Buying a property is usually an exciting process for many people. However, careful planning is necessary before one commits to buy a property. One of the most important areas to look out for is to plan your finances before committing to a purchase. The buyer should always ensure that he or she has enough reserves not just to pay for the immediate expenses, but also the unexpected expenses in the short term and the long run. There are six main categories of expenses (but not limited to) at the point of purchase. 1) Downpayment If you are going for your first mortgage loan, the maximum loan-to-value (LTV) amount will be 75% of the purchase price or valuation price, whichever is lower. That will mean that you will have to fork out monies for the 25% downpayment.
If you are going for a second mortgage loan, LTV will only be 45% and if it’s the third mortgage loan, LTV will only be 35%.

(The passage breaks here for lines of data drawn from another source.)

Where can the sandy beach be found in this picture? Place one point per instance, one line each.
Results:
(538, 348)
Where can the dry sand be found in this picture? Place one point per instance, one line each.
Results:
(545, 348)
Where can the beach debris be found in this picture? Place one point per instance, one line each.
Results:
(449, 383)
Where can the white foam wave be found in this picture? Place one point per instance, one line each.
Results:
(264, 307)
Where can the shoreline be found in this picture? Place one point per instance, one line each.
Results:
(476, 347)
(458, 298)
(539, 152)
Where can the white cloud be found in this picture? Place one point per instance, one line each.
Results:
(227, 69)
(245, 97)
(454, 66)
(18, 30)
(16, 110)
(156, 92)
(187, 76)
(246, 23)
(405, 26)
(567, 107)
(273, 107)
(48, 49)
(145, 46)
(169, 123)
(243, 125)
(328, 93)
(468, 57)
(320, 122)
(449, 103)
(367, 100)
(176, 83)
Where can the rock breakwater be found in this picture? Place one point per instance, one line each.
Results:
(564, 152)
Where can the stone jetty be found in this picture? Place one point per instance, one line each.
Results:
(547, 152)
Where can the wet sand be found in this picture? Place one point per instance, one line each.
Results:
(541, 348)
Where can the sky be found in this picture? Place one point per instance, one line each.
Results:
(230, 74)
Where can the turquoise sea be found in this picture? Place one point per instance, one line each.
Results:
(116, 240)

2) Legal Fees For a private property purchase, legal fees tend to be between $3,000 and $6,000, depending on how high the property price is. It also varies between law firms. 3) Stamp Duty For Singaporean citizens, Nationals and Permanent Residents (PR) of Iceland, Liechtenstein, Norway or Switzerland and Nationals of the United States of America, buyers’ stamp duty for the first residential property, the rates are computed as such:
1% of First $180,000 2% of Next $180,000 3% of Next $640,000 4% of Remaining Amount Please take note that if you are going for your second property purchase or more, and/or if you are a PR/foreigner in Singapore, additional buyers’ stamp duty applies.
4) Admin and Others There will be some small miscellaneous costs during the conveyancing period before completion of a project, such as for the valuation report, insurance etc. You may be required to pay agent fees in some instances, depending on the negotiation process.
5) Renovation Costs This varies from one property to another. It can be quite minimal for a small compact condominium which is nicely done up, but it can be pretty hefty for bigger purchases like a landed property.
For example, an internal full renovation of a terrace house can cost around $500,000, while a total rebuild of a 3,000 sq ft land size semi-detached can cost as much as $2,000,000. 6) Cash-Over-Valuation (COV) Most of the time, banks are willing to match the valuation price with the purchase price. However, there are instances where the purchase price is way above the recent transacted prices. Hence, there will be a COV component involved. For any amount that is above the valuation, buyers will have to top up by cash, as the COV amount cannot be financed using CPF monies or mortgage loans.